Side by side. Still in full gear. Kael’s platinum-blonde hair dark with sweat, his expression carrying the specific, composed, I-just-won-something-and-I’m-not-going-to-smile-about-it neutrality that he deployed in every public context—the frosted-pine exterior locked into place, the captain’s mask reassembled after whatever had occurred during the match that had required its temporary removal.
He was rolling his eyes at something the camera hadn’t captured—the characteristic, full-orbital rotation that I recognized as his primary communication mechanism for situations he found beneath his engagement.
And Luka. Beside him. Smirking. The real one—the quarter-turn, eyes-included, I-know-something-the-camera-doesn’t expression that I’d seen him deploy at the bar, on the dance floor, in the doorway of a rink at dawn.
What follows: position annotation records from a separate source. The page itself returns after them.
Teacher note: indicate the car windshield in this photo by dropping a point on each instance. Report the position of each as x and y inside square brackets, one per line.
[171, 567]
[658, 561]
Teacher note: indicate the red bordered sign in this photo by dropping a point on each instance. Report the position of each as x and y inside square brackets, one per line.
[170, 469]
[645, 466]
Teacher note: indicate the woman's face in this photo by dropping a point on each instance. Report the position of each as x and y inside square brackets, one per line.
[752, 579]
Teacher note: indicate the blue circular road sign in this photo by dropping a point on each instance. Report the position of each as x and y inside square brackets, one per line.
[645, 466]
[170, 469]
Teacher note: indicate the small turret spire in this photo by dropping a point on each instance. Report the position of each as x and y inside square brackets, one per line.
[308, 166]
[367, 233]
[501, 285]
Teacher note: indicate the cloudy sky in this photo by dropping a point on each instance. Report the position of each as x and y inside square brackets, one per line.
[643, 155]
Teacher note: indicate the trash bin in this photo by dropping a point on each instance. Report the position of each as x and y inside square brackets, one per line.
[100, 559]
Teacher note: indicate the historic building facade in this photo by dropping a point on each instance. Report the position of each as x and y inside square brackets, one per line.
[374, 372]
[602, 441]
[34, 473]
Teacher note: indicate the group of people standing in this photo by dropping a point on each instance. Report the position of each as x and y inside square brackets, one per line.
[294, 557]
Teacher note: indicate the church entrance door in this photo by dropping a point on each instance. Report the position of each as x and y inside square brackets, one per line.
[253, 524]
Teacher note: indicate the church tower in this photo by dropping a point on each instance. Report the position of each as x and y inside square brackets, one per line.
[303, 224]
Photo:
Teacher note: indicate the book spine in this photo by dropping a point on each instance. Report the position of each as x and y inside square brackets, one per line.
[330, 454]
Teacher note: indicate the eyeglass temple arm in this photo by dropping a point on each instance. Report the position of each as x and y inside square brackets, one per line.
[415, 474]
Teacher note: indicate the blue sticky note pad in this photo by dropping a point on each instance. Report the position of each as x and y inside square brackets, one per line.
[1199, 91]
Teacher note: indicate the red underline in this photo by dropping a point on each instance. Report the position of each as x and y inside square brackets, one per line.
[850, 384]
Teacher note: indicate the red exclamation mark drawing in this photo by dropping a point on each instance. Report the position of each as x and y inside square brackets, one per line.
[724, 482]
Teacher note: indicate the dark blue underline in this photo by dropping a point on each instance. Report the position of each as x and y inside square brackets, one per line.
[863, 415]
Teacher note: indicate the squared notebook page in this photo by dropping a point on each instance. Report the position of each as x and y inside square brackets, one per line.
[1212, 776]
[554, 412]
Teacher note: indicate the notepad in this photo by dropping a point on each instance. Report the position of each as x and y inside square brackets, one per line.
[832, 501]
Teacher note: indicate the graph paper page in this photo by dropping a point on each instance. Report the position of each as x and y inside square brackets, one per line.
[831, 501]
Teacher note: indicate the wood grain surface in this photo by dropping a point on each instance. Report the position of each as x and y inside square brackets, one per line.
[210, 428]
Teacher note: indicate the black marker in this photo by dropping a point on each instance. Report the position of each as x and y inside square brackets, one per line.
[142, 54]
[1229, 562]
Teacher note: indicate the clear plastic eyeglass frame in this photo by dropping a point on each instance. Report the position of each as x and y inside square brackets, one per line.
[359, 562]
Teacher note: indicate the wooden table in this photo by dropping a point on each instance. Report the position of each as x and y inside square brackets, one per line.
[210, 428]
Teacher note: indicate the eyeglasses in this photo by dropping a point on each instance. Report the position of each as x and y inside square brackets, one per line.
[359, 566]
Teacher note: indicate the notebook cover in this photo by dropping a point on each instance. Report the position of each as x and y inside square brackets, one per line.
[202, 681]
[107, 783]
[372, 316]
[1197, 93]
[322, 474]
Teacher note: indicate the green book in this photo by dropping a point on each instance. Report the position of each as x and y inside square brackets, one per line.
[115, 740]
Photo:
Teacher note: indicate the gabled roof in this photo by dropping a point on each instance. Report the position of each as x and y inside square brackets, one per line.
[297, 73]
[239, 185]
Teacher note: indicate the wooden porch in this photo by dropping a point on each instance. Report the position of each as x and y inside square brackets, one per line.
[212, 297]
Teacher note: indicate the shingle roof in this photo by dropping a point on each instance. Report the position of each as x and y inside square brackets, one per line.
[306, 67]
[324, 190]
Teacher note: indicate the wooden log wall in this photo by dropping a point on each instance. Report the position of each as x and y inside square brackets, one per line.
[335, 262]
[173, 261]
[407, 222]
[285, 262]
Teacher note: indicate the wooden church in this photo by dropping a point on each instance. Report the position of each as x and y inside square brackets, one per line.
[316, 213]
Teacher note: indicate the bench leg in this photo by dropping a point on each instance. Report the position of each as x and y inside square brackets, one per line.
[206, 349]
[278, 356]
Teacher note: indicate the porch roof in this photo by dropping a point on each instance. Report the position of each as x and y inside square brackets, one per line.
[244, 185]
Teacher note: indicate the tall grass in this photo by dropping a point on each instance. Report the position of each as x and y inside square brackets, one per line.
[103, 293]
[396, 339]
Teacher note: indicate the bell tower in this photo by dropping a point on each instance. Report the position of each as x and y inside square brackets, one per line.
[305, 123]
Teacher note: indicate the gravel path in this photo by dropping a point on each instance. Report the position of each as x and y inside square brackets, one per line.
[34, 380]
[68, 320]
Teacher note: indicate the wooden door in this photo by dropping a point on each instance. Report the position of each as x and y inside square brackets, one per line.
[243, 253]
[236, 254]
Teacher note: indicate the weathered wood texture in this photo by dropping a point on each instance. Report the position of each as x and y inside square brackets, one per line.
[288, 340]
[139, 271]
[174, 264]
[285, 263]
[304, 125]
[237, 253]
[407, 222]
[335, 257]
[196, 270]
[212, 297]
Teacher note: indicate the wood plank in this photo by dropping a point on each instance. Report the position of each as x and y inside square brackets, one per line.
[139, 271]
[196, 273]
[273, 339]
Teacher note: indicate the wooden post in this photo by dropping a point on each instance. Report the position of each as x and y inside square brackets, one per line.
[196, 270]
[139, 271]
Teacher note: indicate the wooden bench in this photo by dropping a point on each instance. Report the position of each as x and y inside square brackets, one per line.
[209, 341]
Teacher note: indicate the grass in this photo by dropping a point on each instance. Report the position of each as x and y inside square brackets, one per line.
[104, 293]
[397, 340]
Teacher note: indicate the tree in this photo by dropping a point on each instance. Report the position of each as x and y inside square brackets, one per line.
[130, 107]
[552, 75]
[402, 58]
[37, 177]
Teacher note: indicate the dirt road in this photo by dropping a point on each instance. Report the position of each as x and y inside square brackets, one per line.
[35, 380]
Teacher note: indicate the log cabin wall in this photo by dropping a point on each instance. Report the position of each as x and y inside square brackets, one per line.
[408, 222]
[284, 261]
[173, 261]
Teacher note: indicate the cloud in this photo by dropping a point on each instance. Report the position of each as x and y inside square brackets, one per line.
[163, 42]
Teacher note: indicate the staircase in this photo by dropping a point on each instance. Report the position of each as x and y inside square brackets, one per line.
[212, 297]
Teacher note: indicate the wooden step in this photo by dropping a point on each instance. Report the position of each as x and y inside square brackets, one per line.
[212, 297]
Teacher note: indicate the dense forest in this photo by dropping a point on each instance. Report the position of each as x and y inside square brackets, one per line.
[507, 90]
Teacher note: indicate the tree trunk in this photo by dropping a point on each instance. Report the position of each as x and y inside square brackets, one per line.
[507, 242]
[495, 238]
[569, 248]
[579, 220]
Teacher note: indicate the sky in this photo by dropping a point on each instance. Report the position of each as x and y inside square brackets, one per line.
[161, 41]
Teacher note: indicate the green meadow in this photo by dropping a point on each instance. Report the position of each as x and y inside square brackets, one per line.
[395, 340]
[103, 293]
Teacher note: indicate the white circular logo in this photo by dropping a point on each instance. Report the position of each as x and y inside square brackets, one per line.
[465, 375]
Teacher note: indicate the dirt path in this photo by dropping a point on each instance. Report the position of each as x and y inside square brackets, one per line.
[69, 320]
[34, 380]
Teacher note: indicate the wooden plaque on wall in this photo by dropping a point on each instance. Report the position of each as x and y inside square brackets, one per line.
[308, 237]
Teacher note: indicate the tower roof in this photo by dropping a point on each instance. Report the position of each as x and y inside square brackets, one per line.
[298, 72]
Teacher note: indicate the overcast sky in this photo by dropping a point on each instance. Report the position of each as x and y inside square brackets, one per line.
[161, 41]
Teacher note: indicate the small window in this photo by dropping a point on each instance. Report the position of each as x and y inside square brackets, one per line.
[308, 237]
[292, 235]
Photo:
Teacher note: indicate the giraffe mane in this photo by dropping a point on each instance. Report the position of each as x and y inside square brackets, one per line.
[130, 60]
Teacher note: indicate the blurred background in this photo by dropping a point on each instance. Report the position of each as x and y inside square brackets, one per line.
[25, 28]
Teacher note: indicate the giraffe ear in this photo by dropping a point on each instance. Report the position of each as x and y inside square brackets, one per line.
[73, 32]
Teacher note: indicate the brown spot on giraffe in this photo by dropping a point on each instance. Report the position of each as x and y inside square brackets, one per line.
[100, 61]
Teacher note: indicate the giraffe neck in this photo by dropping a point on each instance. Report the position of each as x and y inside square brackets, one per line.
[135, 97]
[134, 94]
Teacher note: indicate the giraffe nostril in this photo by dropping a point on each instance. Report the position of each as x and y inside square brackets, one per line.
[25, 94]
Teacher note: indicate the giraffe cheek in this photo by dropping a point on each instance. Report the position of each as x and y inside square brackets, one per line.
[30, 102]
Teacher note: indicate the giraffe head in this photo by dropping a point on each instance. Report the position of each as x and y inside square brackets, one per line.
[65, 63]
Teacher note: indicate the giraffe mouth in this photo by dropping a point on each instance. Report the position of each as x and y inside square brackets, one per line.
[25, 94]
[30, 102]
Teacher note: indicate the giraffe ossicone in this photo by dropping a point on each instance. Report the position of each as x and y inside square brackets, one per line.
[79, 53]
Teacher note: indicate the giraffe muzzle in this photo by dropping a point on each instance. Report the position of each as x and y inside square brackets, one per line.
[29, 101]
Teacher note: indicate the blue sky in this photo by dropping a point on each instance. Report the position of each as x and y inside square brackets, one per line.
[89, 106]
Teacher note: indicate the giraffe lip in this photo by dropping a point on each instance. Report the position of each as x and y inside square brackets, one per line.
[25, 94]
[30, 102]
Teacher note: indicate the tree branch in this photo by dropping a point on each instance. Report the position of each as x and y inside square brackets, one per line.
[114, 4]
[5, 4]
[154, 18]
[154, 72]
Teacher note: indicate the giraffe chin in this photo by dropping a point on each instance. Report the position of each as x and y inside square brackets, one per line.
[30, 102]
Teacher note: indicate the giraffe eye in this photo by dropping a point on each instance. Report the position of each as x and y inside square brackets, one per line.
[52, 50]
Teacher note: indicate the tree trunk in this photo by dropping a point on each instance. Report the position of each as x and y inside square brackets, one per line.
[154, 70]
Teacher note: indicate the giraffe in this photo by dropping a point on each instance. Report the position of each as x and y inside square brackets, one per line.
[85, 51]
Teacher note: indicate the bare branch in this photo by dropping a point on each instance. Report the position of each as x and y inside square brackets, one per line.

He was in full goalie gear—the pads and chest protector and the blocker still strapped to his hand, the equipment marking him as the man who had been between the pipes for the second half.
The starting goaltender for the qualifying match that had just secured Ironcrest’s top seed.
He actually did it. He stepped into the crease mid-game, after whatever happened with the other goaltender, and played the second half at starting-caliber level while simultaneously maintaining his position as my figure skating partner.
The dual-discipline arrangement that everyone called reckless is now backed by a qualifying victory and three perfect tens.
They shared a look.
On camera. In the broadcast frame. The kind of eye contact that carried more data than the commentators’ analysis and that the camera operator had instinctively held on because the visual was magnetic—two men whose body language communicated a frequency that the audience could feel even through a screen, the charged, loaded, the-thing-between-us-is-visible-from-space energy that their proximity consistently produced and that approximately zero of their efforts at concealment had successfully diminished.
Candy whistled.
Low. Appreciative. The specific, impressed-and-slightly-awed vocalization that she produced when encountering evidence of chemistry that exceeded her already generous threshold for what she considered notable.
“Damn. Those two have intense energy. Like you and Luka, except…different. Slower. More combative. Like two people who’ve been circling each other for years and just… haven’t landed yet.”
You have no idea how accurate that description is.